Urgeschichtliches

Der Gemeindenamen

Der Name Alpthal („Albetal“) wird erstmals im Jahre 1018 erwähnt. Mit dieser Benennung ist allerdings die ganze Talschaft von Einsiedeln bis zu den Mythen gemeint. Kaiser Heinrich II. verschrieb damals dem Abte Wirand in Einsiedeln und seinem Stifte „alles Land bis zur Quelle des Flüsschens, welches Alba (Alp) heisst, mit dem benachbarten Thale Albetal“.


Der Kampf ums Alpthal

Ab Beginn des 12. Jahrhunderts bis zum Morgartenkrieg (1315) wütete ein eigentlicher Kampf zwischen den „freien“ Schwyzern und dem Kloster Einsiedeln um das Tal der Alp (und der Sihl). Die Schwyzer fanden sich nicht damit ab, dass die Weiden des Alptales nicht mehr wie seit „Urzeiten“ durch sie genutzt werden konnten. Die rund 200 Jahre dauernden Streitereien wurden begleitet von Entführungen und Geiselnahme von Patres aus dem Kloster Einsiedeln durch die Schwyzer und als Folge dessen von Exkommunikationen der Schwyzer durch den Papst. (Ob die Schwyzer oder Einsiedler heute auch noch so um „ihr“ Alpthal kämpfen würden??)

1350 konnte unter Abt Thuring von Disentis schliesslich eine Einigung über die endgültigen und heute bestehenden Grenzen zwischen der Gemeinde Alpthal (Bezirk Schwyz) und dem Bezirk Einsiedeln erreicht werden. Aus diesen Ereignissen dürfte sich der Name der Liegenschaft „Chriegmatt“ an der Gemeinde / Bezirksgrenze ableiten lassen.
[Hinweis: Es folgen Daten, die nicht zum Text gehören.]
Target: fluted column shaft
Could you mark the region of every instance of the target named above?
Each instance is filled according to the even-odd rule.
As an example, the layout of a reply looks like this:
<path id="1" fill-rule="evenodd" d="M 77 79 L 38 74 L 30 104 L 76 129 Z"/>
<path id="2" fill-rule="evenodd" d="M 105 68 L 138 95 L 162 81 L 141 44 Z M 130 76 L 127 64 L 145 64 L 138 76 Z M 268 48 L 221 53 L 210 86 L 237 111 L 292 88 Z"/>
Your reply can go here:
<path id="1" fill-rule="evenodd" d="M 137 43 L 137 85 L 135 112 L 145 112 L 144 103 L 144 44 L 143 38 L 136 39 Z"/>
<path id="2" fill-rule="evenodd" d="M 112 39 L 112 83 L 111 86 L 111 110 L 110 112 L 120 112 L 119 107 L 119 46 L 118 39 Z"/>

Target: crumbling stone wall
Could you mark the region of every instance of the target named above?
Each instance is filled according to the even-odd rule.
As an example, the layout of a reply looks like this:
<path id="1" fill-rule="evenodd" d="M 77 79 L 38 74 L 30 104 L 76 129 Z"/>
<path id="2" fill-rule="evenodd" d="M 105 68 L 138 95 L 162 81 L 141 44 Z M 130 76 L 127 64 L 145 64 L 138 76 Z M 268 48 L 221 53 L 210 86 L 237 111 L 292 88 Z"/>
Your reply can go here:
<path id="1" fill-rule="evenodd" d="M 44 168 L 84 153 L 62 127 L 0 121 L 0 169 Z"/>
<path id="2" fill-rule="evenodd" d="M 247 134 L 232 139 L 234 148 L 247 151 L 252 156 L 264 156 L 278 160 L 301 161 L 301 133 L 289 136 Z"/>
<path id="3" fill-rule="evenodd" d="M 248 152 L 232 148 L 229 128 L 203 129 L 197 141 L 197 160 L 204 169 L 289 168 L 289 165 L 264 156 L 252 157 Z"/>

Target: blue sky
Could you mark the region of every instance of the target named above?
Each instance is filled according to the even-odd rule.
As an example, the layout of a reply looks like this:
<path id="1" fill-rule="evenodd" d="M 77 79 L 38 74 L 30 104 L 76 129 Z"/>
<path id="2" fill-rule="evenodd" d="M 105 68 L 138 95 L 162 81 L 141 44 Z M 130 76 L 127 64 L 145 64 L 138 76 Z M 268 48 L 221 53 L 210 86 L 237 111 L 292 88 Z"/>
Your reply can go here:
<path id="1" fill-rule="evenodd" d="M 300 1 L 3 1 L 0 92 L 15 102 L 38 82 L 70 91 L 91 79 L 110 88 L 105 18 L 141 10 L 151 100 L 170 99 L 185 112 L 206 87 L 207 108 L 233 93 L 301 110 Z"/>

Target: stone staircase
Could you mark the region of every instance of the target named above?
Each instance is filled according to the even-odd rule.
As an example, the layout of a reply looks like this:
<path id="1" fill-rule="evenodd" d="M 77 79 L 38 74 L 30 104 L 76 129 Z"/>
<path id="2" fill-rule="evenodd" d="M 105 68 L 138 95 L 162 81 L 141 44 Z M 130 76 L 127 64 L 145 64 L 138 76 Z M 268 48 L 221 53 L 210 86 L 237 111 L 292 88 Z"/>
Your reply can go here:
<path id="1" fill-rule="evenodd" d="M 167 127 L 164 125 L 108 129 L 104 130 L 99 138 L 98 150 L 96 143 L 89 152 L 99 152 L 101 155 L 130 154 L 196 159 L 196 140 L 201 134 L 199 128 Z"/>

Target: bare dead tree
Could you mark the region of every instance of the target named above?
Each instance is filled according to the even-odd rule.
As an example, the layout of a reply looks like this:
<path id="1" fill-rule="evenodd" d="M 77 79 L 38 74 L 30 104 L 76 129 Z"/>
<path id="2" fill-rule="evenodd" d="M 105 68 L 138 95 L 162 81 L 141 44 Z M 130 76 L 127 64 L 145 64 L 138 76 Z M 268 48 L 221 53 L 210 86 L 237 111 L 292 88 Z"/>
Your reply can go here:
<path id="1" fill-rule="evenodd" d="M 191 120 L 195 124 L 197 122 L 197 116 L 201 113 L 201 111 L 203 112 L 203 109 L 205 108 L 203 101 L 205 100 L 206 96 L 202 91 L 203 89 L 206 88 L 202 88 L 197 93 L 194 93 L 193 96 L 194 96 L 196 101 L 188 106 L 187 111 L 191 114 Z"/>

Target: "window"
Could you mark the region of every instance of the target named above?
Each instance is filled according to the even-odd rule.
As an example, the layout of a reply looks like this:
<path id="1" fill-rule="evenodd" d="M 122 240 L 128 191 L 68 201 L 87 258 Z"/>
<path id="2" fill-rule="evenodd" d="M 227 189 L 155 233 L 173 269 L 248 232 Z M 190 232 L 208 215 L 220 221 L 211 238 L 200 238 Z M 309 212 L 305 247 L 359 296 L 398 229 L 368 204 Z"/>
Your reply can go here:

Als Bevollmächtigter des apostolischen Stuhles sprach Bischof Ulrich von Konstanz dann die Leute von Schwyz und ihre Verbündeten vom Banne los. Als Busse musste allerdings jede erwachsene Person zwischen 12 (!) bis 70 Jahren innert Jahresfrist entweder nach Einsiedeln wallfahren, oder den Armen 100 Mahlzeiten spenden, oder 5000 Vaterunser und Ave Maria andächtig beten.


Entstehungsgeschichte Gemeinde

Wegen des beachtlichen Wachstums der Bevölkerung in Alpthal und des weiten Weges zur Pfarrkirche Schwyz (!) erlaubten im Jahre 1690 die „hohe Regierung zu Schwyz“ und der hochwürdigste Bischof den Bewohnern von Alpthal, eine Kaplaneipfrund zu errichten und „bei einer schönen Quelle“ eine Kapelle und Pfrundhaus zu bauen. Die erste Kapelle war der heiligen Familie geweiht.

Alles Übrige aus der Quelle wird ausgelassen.